Task
A property search service contacted us. There is a need to constantly collect data from competitor’s web-sites for this service to work properly, so users would be given accurate information.
The task was to develop a microservices using Django, which would be able to collect flats, apartments and house-layouts data from competitors website.
Project info
Timeline - 1.5 months
Budget - 4 000 $
Team - 1 person
Project features
1. Collected data is need to be “cleansed”, so no one could notice the parsing
2. Source-website has an unusual structure: objects do not have pass-through authentication, information is given in 3 different languages, and amount of information may be different, depending on a language used
3. Web-site has parsing protection
Solution
We developed Django app which periodically bypasses a source-website protection and updates the data. As the source-website is big, parsing was segmented by objects.
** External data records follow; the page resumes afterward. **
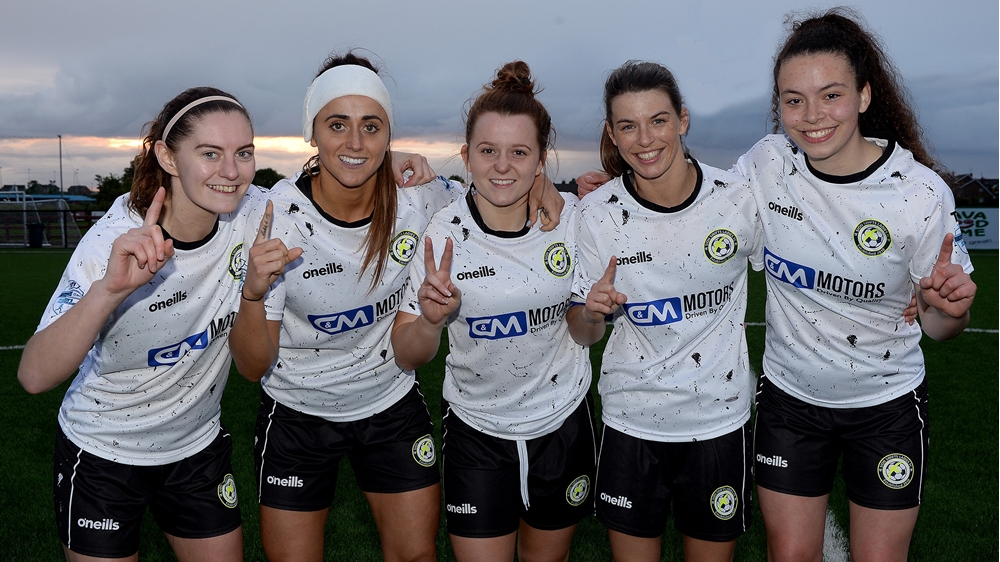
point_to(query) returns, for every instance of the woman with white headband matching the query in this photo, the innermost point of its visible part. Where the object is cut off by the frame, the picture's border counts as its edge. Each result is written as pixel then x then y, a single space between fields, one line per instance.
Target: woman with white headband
pixel 318 337
pixel 143 309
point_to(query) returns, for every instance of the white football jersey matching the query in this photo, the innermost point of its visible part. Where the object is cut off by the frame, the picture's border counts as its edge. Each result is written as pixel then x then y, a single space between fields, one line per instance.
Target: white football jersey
pixel 335 359
pixel 675 368
pixel 841 256
pixel 148 391
pixel 513 371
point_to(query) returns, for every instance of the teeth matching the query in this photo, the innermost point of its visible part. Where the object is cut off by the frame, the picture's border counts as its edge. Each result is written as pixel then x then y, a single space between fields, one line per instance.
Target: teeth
pixel 818 134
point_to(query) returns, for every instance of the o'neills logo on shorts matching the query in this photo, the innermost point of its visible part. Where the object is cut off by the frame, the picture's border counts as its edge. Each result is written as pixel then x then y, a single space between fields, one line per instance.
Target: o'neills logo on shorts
pixel 102 525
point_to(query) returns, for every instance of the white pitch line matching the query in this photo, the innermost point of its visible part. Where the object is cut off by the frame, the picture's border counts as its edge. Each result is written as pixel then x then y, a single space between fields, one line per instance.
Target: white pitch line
pixel 835 547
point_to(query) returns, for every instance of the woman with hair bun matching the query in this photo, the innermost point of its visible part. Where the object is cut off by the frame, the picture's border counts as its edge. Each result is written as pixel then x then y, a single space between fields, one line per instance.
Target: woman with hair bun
pixel 855 222
pixel 143 309
pixel 519 449
pixel 317 337
pixel 674 235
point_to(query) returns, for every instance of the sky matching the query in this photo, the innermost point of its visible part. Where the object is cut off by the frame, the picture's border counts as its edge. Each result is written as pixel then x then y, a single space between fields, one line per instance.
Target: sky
pixel 95 72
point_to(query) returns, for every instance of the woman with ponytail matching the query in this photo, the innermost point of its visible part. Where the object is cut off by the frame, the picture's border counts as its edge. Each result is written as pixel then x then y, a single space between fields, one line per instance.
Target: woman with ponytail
pixel 143 310
pixel 518 451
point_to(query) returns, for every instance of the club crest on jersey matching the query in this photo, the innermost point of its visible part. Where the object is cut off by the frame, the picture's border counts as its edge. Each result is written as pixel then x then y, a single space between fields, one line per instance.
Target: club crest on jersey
pixel 557 260
pixel 500 326
pixel 724 502
pixel 68 297
pixel 872 237
pixel 578 490
pixel 343 321
pixel 721 245
pixel 895 470
pixel 172 353
pixel 423 451
pixel 227 492
pixel 403 246
pixel 237 264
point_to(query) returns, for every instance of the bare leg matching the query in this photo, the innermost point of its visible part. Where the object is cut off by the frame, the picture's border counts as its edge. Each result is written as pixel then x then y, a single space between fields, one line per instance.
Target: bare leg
pixel 292 536
pixel 628 548
pixel 794 525
pixel 537 545
pixel 881 535
pixel 407 523
pixel 224 548
pixel 494 549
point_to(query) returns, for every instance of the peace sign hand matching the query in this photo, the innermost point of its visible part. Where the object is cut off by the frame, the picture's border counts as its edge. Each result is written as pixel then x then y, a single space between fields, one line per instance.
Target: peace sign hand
pixel 139 253
pixel 603 299
pixel 438 296
pixel 948 288
pixel 268 258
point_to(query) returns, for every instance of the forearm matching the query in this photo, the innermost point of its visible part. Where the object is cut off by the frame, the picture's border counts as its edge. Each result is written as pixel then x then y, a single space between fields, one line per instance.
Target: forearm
pixel 415 342
pixel 583 329
pixel 253 341
pixel 54 353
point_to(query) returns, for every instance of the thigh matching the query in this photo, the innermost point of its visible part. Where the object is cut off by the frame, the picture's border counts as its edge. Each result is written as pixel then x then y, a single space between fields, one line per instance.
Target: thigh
pixel 885 452
pixel 196 498
pixel 297 457
pixel 795 445
pixel 712 485
pixel 481 482
pixel 631 490
pixel 99 503
pixel 395 450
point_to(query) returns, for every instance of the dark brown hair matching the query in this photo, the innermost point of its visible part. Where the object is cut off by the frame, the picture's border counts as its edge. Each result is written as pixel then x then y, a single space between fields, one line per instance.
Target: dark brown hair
pixel 634 77
pixel 838 31
pixel 512 92
pixel 149 175
pixel 383 223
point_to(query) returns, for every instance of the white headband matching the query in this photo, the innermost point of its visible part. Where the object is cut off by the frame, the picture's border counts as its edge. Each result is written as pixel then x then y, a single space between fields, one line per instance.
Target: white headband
pixel 339 81
pixel 186 108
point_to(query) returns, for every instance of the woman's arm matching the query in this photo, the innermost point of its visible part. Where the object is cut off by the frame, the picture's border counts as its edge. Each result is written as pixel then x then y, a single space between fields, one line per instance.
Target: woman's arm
pixel 56 351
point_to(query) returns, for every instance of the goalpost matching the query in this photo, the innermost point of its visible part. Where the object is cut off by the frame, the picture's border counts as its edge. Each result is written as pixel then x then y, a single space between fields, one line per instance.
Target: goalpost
pixel 23 219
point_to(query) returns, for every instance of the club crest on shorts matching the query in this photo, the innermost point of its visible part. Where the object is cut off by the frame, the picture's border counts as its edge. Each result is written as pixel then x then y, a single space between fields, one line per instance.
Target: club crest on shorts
pixel 721 245
pixel 423 451
pixel 227 491
pixel 578 490
pixel 872 237
pixel 237 264
pixel 403 246
pixel 895 470
pixel 557 260
pixel 724 502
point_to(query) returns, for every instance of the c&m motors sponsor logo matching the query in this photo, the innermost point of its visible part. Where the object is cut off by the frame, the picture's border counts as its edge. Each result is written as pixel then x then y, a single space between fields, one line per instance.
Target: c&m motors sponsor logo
pixel 339 322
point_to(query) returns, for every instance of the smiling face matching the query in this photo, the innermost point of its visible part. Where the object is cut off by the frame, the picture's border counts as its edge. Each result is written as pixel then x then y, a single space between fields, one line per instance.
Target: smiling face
pixel 647 129
pixel 820 104
pixel 503 157
pixel 212 168
pixel 352 136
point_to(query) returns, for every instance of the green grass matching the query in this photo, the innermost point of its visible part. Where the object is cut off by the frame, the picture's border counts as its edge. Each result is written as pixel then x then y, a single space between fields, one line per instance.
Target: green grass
pixel 954 522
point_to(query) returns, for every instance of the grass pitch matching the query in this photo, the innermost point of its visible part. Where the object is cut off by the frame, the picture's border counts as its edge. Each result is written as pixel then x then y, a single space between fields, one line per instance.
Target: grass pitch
pixel 957 520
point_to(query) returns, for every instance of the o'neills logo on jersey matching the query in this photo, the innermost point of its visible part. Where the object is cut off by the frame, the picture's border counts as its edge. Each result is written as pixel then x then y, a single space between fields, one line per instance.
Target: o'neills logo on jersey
pixel 774 460
pixel 102 525
pixel 805 277
pixel 327 269
pixel 790 212
pixel 290 482
pixel 160 305
pixel 483 271
pixel 620 501
pixel 639 257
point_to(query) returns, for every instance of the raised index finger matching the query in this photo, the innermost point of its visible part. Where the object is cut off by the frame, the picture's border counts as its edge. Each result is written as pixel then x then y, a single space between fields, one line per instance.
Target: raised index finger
pixel 153 212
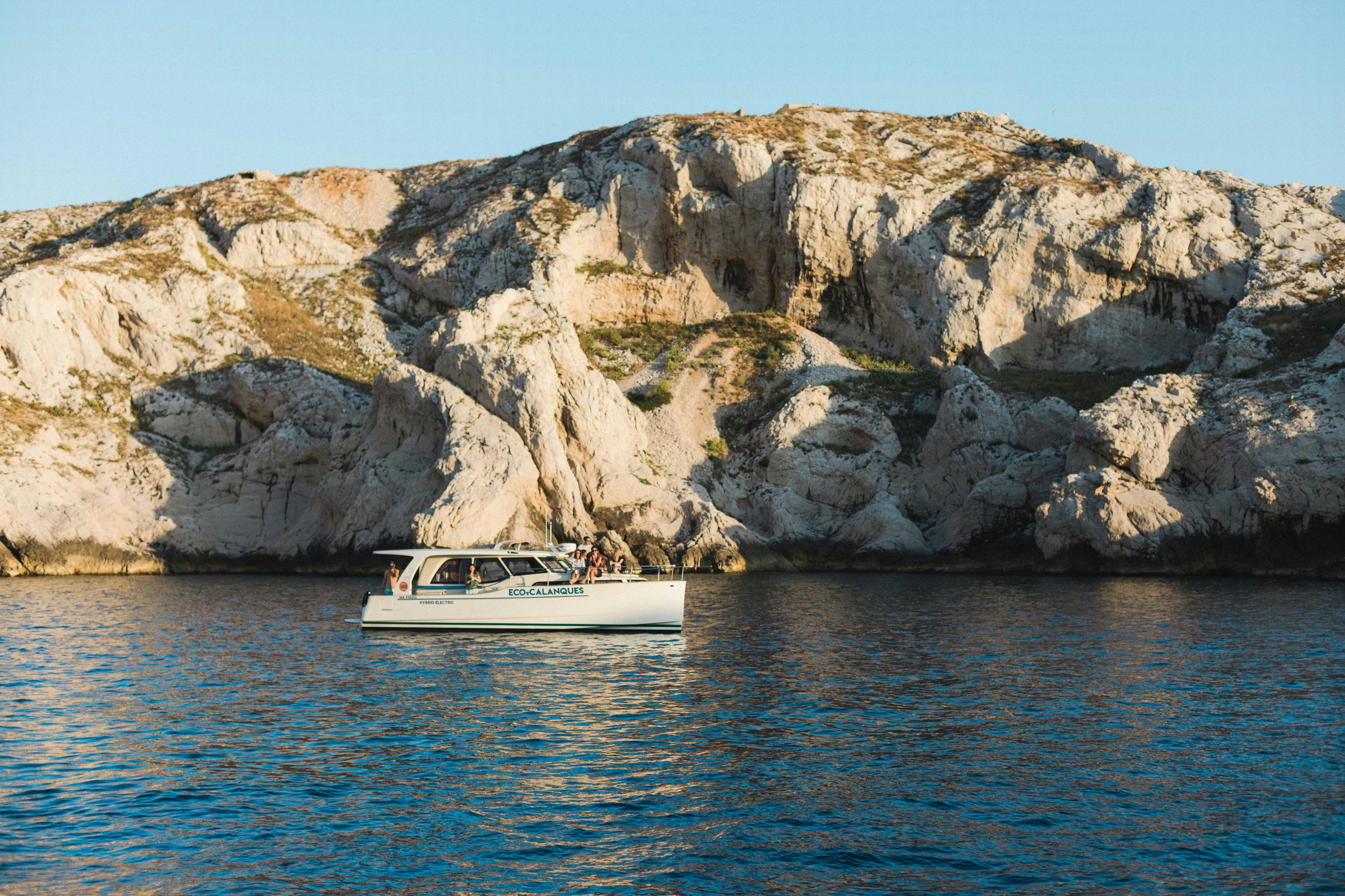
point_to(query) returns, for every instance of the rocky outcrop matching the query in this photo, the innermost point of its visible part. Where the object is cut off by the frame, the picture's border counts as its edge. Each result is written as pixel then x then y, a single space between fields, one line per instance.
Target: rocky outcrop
pixel 813 339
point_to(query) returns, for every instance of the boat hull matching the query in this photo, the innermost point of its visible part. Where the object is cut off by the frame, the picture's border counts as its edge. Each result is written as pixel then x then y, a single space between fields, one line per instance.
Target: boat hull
pixel 618 606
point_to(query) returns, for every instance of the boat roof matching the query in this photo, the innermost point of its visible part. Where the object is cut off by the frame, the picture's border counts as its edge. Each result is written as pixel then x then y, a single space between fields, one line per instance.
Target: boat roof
pixel 482 551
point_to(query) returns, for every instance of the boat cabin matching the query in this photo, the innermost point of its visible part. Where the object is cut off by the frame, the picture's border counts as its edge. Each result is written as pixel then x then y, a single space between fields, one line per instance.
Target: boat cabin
pixel 446 570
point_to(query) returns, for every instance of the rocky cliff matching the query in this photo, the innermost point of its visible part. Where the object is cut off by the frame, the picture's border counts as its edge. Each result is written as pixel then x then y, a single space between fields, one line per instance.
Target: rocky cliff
pixel 813 339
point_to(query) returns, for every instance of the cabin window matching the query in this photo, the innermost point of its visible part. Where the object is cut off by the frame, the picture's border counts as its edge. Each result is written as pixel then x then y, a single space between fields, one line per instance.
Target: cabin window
pixel 450 573
pixel 492 571
pixel 440 571
pixel 524 566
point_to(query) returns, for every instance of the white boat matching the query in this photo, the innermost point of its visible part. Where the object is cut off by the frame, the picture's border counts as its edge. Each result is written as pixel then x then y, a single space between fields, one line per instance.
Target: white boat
pixel 521 590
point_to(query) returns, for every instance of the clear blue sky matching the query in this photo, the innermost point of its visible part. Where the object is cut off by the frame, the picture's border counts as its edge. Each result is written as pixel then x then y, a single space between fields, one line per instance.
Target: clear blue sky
pixel 107 103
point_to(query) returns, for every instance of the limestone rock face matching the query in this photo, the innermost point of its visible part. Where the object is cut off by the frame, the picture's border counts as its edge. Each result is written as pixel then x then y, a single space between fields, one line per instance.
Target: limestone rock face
pixel 818 338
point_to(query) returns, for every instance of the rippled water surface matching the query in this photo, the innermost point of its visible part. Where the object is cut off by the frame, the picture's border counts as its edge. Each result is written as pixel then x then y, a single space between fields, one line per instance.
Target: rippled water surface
pixel 809 734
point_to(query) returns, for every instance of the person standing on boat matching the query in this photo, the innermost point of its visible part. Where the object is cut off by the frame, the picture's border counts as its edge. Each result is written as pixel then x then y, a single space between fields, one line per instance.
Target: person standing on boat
pixel 595 566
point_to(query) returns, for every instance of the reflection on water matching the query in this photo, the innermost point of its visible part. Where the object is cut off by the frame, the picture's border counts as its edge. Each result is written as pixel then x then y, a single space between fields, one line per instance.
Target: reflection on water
pixel 814 734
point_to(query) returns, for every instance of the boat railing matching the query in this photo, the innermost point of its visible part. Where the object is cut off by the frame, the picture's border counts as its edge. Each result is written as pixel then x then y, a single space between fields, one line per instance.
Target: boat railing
pixel 670 571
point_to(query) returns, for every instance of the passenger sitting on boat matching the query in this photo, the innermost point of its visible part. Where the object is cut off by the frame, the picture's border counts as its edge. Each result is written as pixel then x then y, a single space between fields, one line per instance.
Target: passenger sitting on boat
pixel 595 566
pixel 390 577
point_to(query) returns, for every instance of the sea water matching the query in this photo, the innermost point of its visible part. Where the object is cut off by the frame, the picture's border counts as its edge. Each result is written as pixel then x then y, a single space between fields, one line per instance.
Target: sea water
pixel 806 734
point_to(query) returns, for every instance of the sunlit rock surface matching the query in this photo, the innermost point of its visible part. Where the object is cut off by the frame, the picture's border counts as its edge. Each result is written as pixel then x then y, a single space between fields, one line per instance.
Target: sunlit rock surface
pixel 818 338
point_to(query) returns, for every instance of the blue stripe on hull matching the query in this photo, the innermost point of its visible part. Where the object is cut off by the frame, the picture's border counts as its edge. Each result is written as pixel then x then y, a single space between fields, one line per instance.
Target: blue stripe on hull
pixel 517 627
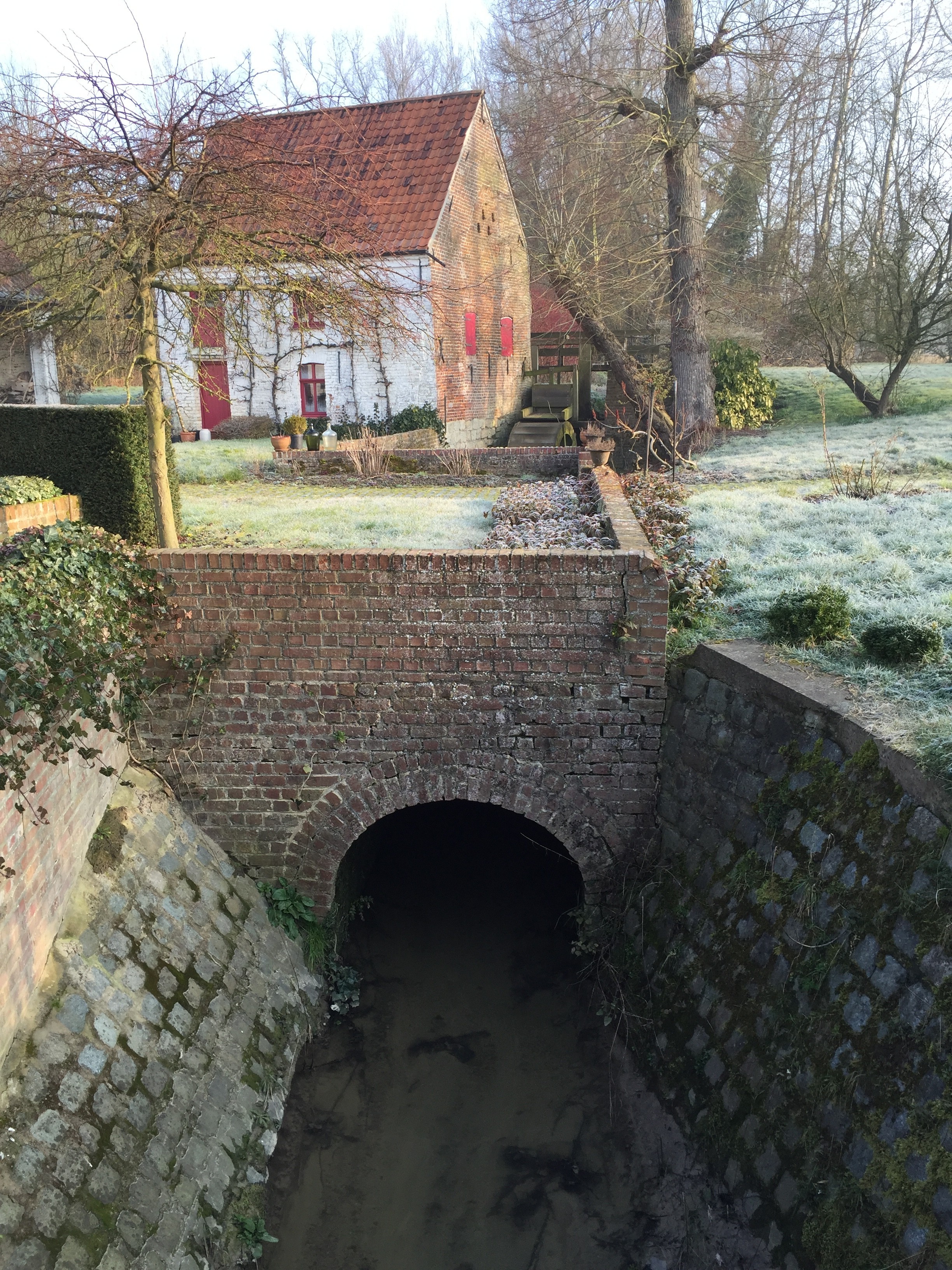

Every segment can be managed via admin panel:
A lot of content on the source-website is hidden behind interactive elements such as pop ups, content sliders, external links disclaimers. To solve this problem, we used a “Selenium” (a tool aimed at supporting browser automation). Using this tool, we’ve been able to emulate user’s actions on a web-site and get hidden content. Usage of “Selenium” also solved a problem with parsing protection. As we clicked on web-site’s pages, program did not identify us as bot.
Collected data went through two more additional services: paraphrasing tool and translator. As the content on the source-website differs depending on a language used, occur situations in which fields of the objects are filled only on one of three languages. After parsing we did a cross-validation between languages versions of website. Then, if it was possible, we filled in blank fields with information translated from other language website version.
Then, using an artificial neural network, we rewrote sensitive to copyrights texts. For example, descriptions from sellers. We used external service from RapidAPI marketplace for rewriting.
Implementation
For a comfortable use, we did some updates for admin panel:
Added many filters and icons:
Created a custom screen with settings:
And we also prepared detailed guides about service deployment to client’s infrastructure.
Results
The project was done due to deadline and was handed to our client. The microservice is constantly working in IT infrastructure of a client and it is updating data on property. In the future we are going to develop such services for other sources.